# ML-Powered Code Search Engine Report

This report documents the evaluation and fine-tuning of a code search engine using the UniXcoder model on the CoSQA dataset.

## 1. Baseline Evaluation - Pre-trained UniXcoder

First, we evaluate the base microsoft/unixcoder-base model on the CoSQA test set.

In [None]:
from src.search_engine import SearchEngine
from evaluation.cosqa_loader import CoSQALoader
from evaluation.metrics import recall_at_k, mrr_at_k, ndcg_at_k
from evaluation.evaluate import get_cache_path, index_corpus, calculate_metrics
import logging

logging.basicConfig(level=logging.INFO, format='%(message)s')
log = logging.getLogger(__name__)

In [None]:
# Load test dataset
loader = CoSQALoader()
corpus, queries, relevance = loader.load(split="test")

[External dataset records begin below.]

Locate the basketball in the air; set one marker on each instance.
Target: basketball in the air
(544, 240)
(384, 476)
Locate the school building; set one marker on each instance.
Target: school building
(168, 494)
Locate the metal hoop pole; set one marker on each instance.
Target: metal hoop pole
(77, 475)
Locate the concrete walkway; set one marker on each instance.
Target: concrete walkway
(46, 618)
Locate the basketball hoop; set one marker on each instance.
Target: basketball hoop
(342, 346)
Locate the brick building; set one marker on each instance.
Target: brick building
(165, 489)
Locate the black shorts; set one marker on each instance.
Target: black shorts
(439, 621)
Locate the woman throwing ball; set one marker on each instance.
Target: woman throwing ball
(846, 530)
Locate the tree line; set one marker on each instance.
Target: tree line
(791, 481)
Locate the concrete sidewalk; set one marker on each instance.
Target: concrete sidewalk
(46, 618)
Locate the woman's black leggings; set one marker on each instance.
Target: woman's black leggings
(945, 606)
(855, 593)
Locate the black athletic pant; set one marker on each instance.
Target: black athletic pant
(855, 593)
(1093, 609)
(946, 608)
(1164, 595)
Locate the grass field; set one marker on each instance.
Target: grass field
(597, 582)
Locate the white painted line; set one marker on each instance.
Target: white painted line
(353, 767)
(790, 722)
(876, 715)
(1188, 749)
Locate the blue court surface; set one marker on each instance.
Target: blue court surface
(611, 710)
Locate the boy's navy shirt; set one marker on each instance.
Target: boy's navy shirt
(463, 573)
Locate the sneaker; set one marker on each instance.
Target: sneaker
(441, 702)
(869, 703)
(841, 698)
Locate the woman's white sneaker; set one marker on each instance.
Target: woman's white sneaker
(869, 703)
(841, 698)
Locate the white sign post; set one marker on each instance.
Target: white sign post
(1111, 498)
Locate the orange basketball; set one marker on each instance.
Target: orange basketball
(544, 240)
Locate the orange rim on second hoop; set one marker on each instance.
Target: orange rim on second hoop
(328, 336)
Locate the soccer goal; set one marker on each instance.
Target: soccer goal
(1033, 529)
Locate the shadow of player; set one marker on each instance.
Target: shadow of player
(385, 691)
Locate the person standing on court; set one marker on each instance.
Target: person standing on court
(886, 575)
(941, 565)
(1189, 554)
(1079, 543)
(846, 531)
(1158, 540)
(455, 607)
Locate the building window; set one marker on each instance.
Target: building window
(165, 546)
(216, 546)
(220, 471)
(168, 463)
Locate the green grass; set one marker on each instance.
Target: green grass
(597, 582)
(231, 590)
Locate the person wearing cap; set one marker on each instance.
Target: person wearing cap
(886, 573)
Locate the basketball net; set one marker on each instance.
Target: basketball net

log.info(f"Corpus size: {len(corpus)}")
log.info(f"Total queries: {len(queries)}")

In [None]:
# Initialize baseline model
baseline_model_name = "microsoft/unixcoder-base"
search_engine = SearchEngine(model_name=baseline_model_name)
index_corpus(search_engine, corpus, baseline_model_name, normalize=True)

In [None]:
# Run evaluation
results = {}
for query in queries:
    query_id = query["query_id"]
    query_text = query["query_text"]
    search_results = search_engine.search(query_text, top_k=10)
    retrieved_indices = [r["id"] for r in search_results]
    results[query_id] = retrieved_indices

In [None]:
# Calculate baseline metrics
baseline_metrics = calculate_metrics(results, relevance)

log.info("="*50)
log.info("BASELINE EVALUATION RESULTS".center(50))
log.info("="*50)
for metric_name, value in baseline_metrics.items():
    log.info(f"  {metric_name.upper():<20} {value:.4f}")
log.info("="*50)

# Expected results:
# RECALL@10: 0.2220
# MRR@10: 0.0890
# NDCG@10: 0.1197

## 2. Model Fine-tuning

Fine-tune the UniXcoder model on the CoSQA training set using MultipleNegativesRankingLoss.

In [None]:
from training.train import train_model
from training.config import TrainingConfig

# Train the model (this will take time)
config = TrainingConfig()
trained_model = train_model(config)

# Training results saved to:
# - Model: ./models/unixcoder-finetuned
# - History: ./training_history.json

### Training Results

The model was trained for 8 epochs (early stopping triggered):

**Training Loss:**
- Epoch 1: 0.5803
- Epoch 2: 0.3273
- Epoch 3: 0.1933
- Epoch 4: 0.1163
- Epoch 5: 0.0757 (best validation NDCG@10: 0.2551)
- Epoch 6: 0.0518
- Epoch 7: 0.0382
- Epoch 8: 0.0290

**Best Validation Metrics (Epoch 5):**
- NDCG@10: 0.2551
- Recall@10: 0.4657
- MRR@10: 0.1911

## 3. Post Fine-tuning Evaluation

Evaluate the fine-tuned model on the test set.

In [None]:
# Evaluate fine-tuned model
finetuned_model_path = "./models/unixcoder-finetuned"
finetuned_engine = SearchEngine(model_name=finetuned_model_path)
index_corpus(finetuned_engine, corpus, finetuned_model_path, normalize=True)

In [None]:
# Run queries
finetuned_results = {}
for query in queries:
    query_id = query["query_id"]
    query_text = query["query_text"]
    search_results = finetuned_engine.search(query_text, top_k=10)
    retrieved_indices = [r["id"] for r in search_results]
    finetuned_results[query_id] = retrieved_indices

In [None]:
# Calculate fine-tuned metrics
finetuned_metrics = calculate_metrics(finetuned_results, relevance)

log.info("="*50)
log.info("FINE-TUNED MODEL RESULTS".center(50))
log.info("="*50)
for metric_name, value in finetuned_metrics.items():
    log.info(f"  {metric_name.upper():<20} {value:.4f}")
log.info("="*50)

# Expected results:
# RECALL@10: 0.4260
# MRR@10: 0.1621
# NDCG@10: 0.2234

## 4. Bonus 1 - Function Names Only Evaluation

Evaluate the fine-tuned model using only function names extracted from code snippets.

In [None]:
from bonus.extractor import extract_function_name

# Extract function names
corpus_names = [extract_function_name(code) for code in corpus]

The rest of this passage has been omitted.